Prayer Concerns
• Malinda Chalmers – at home, recent hospital stay with diverticulitis.
• Madge Strickland – upcoming dermatology treatments for cancerous spot.
• Jim Davis – now home after stay at NHC with congestive heart failure.
• Pat Henry – home, considering next steps for heart issues.
• Jimmy & Revonda Reames – NHC, both in rehab after recent health challenges.
• Mike & Susan Little – Mike taking cancer treatment, Susan has several health issues.
• Debbie Campbell – Greenville Memorial, recent accident. Will be there several days.
• Francis Feighner – cancer related to her lungs, beginning treatments soon.
• Linda Dickens – recent stroke, slowly recovering.
• Keith Blore – recent procedure for small tumor, considering next steps.
• Wayland Sherman – diagnosed with prostate cancer. Started chemo, doing very well.
• Bryson Davis – recovering at home from four wheeler accident.
• Jim & Elaine Sumeral – homebound, ongoing health issues.
• Allyson Sherer- continues to do well overall, positive recent doctors’ visits.
• Carolyn Madden – cognitive/physical issues.
• Jane Ivey – recent surgery, hopeful to begin to feel better.
• Bill Ramey – continuing to take treatments.
• Joan Owings – NHC, continues to receive care/treatment.

Announcements
Giving: Thank you for your continued generosity to FBC through your tithes and offerings. Please continue to be faithful to the best of your ability.

Worship Options: We will continue to post a worship service every Sunday on our website and via the FBC Laurens App. You may also listen to our service on WLBG at 11:05 each Sunday morning. In person worship resumes Sunday, June 21.

Youth Wednesday Evening Virtual Study: 6pm each Wednesday evening. Please contact Haymes Harlan (harlanlaura@ymail.com) or George Lewis Compton (glcompton4@gmail.com) for more info.

Sunday Evening Vespers: Sunday evenings June 7 & 14 at 6pm on the parking lot. Bring an outdoor chair, food and join us to fellowship and have a brief time of worship together. We will sit an appropriate space apart to practice good social distancing.

FBC Deacon Nominations/Elections: Have been postponed until we can be back together in person. Once normal programming resumes new dates will be set for both the nomination and the election process.

Reflecting Together

Read: Philippians 4:6-7

Anxiety is a thief that robs our joy, our piece of mind, and even our health. Even though we know the effect of anxiety on our lives, we still are prone to worry. We all have our pet worries. We worry about getting sick. We worry about getting caught. We worry about dying. We worry about living. We worry about what has happened, what will happen, what might happen, what isn’t happening, or that nothing will happen.

There will always be something to worry about. But rather than wish for a problem-free life, we should take Paul’s advice. Instead of worrying and fretting about everything, we should take our concerns to God through prayer.

Prayer is relational communication with God. Every time that we begin to worry, we should view these feelings as a call from God telling us that it is time to pray. There is an important principle to take note of here. The more we worry, the less we pray. The more we pray, the less we worry.

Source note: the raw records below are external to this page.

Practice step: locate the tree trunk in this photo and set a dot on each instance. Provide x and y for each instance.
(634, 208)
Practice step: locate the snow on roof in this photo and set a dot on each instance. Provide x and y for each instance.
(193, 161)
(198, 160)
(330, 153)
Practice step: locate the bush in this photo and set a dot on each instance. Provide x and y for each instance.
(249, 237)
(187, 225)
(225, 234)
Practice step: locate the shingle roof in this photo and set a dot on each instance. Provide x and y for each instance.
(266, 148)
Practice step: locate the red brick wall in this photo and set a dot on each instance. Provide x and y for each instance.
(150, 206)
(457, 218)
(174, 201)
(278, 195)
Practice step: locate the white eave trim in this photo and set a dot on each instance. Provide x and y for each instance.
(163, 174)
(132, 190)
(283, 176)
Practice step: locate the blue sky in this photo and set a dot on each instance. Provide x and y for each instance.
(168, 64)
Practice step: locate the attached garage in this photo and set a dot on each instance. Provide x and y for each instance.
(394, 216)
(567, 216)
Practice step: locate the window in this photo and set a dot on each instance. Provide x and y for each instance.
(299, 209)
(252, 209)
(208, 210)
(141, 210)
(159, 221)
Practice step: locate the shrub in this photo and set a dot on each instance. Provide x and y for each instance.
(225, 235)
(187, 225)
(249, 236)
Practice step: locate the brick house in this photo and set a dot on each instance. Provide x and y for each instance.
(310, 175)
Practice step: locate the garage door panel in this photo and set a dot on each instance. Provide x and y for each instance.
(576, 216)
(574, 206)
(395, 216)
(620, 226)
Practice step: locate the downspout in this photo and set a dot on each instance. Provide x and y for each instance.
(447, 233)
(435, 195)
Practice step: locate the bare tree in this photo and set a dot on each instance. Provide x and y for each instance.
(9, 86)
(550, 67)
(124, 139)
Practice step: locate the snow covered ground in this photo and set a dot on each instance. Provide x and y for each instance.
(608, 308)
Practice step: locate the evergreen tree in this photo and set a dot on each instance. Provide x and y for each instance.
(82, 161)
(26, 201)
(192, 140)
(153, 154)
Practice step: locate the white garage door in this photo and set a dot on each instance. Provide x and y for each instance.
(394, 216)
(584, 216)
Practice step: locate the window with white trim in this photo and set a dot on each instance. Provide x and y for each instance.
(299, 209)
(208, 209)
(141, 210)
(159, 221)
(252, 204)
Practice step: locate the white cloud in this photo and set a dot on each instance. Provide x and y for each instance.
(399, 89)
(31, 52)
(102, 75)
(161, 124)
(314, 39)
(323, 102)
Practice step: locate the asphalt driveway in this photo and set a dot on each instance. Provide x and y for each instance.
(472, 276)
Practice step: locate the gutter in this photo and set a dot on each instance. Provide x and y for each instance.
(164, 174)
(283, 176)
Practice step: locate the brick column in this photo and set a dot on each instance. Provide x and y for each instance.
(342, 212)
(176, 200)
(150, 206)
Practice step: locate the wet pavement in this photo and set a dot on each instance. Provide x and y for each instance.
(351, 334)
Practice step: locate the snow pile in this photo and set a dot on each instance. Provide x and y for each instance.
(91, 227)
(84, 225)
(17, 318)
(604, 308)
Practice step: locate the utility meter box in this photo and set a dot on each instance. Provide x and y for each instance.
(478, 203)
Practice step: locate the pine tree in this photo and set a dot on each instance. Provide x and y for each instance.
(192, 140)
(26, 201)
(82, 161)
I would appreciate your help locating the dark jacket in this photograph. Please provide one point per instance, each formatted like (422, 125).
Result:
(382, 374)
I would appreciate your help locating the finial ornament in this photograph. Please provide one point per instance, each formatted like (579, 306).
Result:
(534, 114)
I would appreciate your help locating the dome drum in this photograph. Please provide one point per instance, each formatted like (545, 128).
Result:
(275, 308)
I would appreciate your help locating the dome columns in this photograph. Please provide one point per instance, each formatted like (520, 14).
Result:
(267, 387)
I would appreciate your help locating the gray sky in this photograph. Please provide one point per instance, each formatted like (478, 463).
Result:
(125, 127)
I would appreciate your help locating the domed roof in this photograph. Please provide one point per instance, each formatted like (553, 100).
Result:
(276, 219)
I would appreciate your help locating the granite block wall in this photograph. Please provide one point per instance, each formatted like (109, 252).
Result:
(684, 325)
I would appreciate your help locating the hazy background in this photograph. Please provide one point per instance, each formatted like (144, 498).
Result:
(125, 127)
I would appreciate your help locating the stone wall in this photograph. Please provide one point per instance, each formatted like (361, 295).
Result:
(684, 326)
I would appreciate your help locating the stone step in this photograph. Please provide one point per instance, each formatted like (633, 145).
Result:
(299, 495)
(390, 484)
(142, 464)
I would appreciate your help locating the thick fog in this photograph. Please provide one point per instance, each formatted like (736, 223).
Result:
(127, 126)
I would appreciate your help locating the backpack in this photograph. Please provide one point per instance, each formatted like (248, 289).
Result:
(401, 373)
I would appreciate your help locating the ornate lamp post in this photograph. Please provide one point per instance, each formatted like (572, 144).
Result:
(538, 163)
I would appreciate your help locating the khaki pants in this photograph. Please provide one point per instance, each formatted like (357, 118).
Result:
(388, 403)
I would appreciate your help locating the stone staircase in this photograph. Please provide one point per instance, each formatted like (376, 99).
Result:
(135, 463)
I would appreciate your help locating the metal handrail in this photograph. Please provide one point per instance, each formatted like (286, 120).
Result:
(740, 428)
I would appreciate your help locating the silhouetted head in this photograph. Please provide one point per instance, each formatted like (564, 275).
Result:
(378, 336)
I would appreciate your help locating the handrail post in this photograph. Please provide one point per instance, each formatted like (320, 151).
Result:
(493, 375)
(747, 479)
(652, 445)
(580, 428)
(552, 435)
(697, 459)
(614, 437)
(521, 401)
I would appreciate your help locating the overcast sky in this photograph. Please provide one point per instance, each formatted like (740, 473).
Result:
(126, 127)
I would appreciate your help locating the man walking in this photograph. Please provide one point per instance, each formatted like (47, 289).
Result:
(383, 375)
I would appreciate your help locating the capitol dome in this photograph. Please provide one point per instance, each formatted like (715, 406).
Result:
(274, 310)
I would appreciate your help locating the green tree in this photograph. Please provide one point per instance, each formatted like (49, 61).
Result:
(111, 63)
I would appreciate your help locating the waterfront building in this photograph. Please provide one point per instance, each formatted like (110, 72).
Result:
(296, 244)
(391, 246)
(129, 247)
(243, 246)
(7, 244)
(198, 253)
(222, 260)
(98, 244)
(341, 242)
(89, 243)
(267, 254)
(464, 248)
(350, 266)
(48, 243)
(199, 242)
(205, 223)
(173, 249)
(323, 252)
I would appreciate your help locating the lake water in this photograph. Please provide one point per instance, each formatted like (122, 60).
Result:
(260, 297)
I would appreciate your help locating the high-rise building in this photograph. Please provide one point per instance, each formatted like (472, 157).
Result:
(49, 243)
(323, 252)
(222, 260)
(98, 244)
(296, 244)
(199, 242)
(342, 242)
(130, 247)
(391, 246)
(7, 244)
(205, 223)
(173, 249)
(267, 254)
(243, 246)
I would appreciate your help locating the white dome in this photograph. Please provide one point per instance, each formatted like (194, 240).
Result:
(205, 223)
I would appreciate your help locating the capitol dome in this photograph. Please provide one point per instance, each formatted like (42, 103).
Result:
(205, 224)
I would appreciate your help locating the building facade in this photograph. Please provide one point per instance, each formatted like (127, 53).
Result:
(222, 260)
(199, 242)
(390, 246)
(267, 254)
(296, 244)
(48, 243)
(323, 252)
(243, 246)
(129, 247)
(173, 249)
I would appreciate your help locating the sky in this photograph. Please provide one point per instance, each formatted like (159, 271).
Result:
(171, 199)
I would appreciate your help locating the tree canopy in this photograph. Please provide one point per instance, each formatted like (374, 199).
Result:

Prayer is the umbrella word under which Paul includes “petition with thanksgiving”. The term “petition” means that we should be specific about our worries and ask for God’s help. It is not a time for general prayers. Instead, we need to make sure that our petitions are specific. It is a time to get real with God.

God also wants us to make requests “with thanksgiving.” When we have a problem or concern that doesn’t seem to go away, giving thanks may not be at the top of our priority list. But Paul encourages us to give thanks not for the problem itself but for the God that we are inviting into our specific problem. Offering thanks is a demonstration of faith in God’s goodness and provision despite what we see happening around us.

If we pray about our problems instead of worrying about them, Paul says that God will give us peace. In other words, we will experience peace in the midst of chaos. We will know God has heard our prayer, not because the problem has been solved, but because of the peace that God gives us. Paul calls it a peace that “surpasses all understanding” because even we won’t entirely understand how we are able to have such peace in light of some of the troubles we experience.

This peace also guards our hearts and our minds. As it guards our minds, we do not have to fret about things that worry us. When God’s peace guards our heart, we are free to experience joy because we are released from the burden of worry that we have been carrying. God’s peace frees us to live life as God wants us to.

Pull out your favorite worry and turn it over to God today.

Consider this:
• Corrie ten Boom famously asked the question, “Is prayer your steering wheel or your spare tire?” What do you think this question means? How would you personally answer it?
• During times of anxiety, why is it important to be specific in our prayers? Why is it important to be thankful?
• Read John 14:27. What is the difference between the “peace” that the world gives and the peace God gives?

Prayer: Father, thank you for your great love and tender care for me. Forgive me for the times when I worry and fret about things in this life before I bring it to you in prayer. Teach me Father, on all days, to bring everything to You first, so that I might know the peace that only you can provide, that I might live each day more fully. In Jesus Name, Amen.